Guess what? Yep, it’s time for another post of the Great South West Walk!! Do you like the double exclamation marks that indicate I’m wildly excited? I’m either leaping into the air giving high fives to the skeleton in the spare room or I’m sitting on the couch in underpants keeping an eye on a small roast in the oven. Both are viable answers, but only one’s correct.
If you’ve wondered at all, I have actually been doing some walking this year, but I’m trying to wrap up this eternal GSWW saga once and for all. Mind you, the latest walks haven’t exactly been world beaters, as I’m not a fan of ‘spontaneous combustion style’ walking and this to me seems like a warm summer. As Shakespeare said, “Stick thou hot weather up thine arse”.

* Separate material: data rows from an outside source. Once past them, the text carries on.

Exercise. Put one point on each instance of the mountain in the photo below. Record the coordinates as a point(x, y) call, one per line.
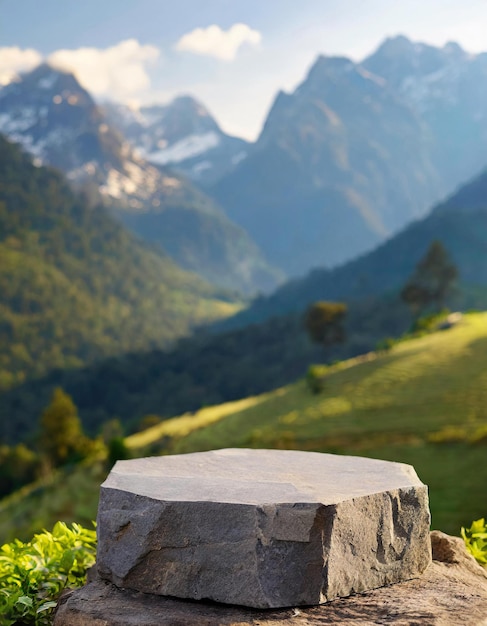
point(182, 134)
point(57, 121)
point(460, 223)
point(75, 285)
point(447, 87)
point(358, 150)
point(390, 405)
point(341, 163)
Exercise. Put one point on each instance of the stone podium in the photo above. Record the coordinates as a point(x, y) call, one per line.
point(261, 528)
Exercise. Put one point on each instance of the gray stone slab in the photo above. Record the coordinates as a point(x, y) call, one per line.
point(451, 592)
point(261, 528)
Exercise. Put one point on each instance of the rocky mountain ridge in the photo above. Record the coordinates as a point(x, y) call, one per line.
point(358, 150)
point(182, 134)
point(55, 119)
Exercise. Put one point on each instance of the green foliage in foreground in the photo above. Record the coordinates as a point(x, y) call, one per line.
point(33, 574)
point(423, 402)
point(475, 539)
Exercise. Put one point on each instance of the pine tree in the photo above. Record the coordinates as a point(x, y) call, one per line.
point(431, 282)
point(61, 438)
point(324, 322)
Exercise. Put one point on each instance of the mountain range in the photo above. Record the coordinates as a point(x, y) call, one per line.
point(459, 222)
point(358, 150)
point(75, 285)
point(58, 122)
point(182, 134)
point(349, 158)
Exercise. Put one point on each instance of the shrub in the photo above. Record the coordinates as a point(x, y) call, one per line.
point(475, 539)
point(33, 574)
point(315, 378)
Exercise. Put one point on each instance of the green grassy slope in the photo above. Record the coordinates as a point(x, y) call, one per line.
point(424, 403)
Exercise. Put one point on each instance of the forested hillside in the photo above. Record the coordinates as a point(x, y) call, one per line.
point(460, 223)
point(75, 285)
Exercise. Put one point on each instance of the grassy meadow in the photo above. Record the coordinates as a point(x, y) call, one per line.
point(423, 402)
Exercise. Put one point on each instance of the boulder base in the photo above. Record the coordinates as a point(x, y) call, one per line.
point(452, 591)
point(261, 528)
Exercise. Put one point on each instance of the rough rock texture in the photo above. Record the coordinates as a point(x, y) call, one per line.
point(452, 592)
point(261, 528)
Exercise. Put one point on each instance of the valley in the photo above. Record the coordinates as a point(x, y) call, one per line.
point(423, 402)
point(156, 271)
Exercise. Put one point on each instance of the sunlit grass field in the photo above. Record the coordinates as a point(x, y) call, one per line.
point(424, 402)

Before I start though, I’ve got to get a few things out of my system. Oh yeah, don’t even think that I’m not aware that what is to follow isn’t minor in the overall scheme of life and maybe I should get out more.
Okay, firstly I’m getting a little tired of advertising emails which are addressed to me, but somehow they spell my name wrong. How hard is it to spell ‘Greg’? Why do they have to call me ‘Geg’? A ‘Geg’ sounds like something beer would go into if you had a speech impediment.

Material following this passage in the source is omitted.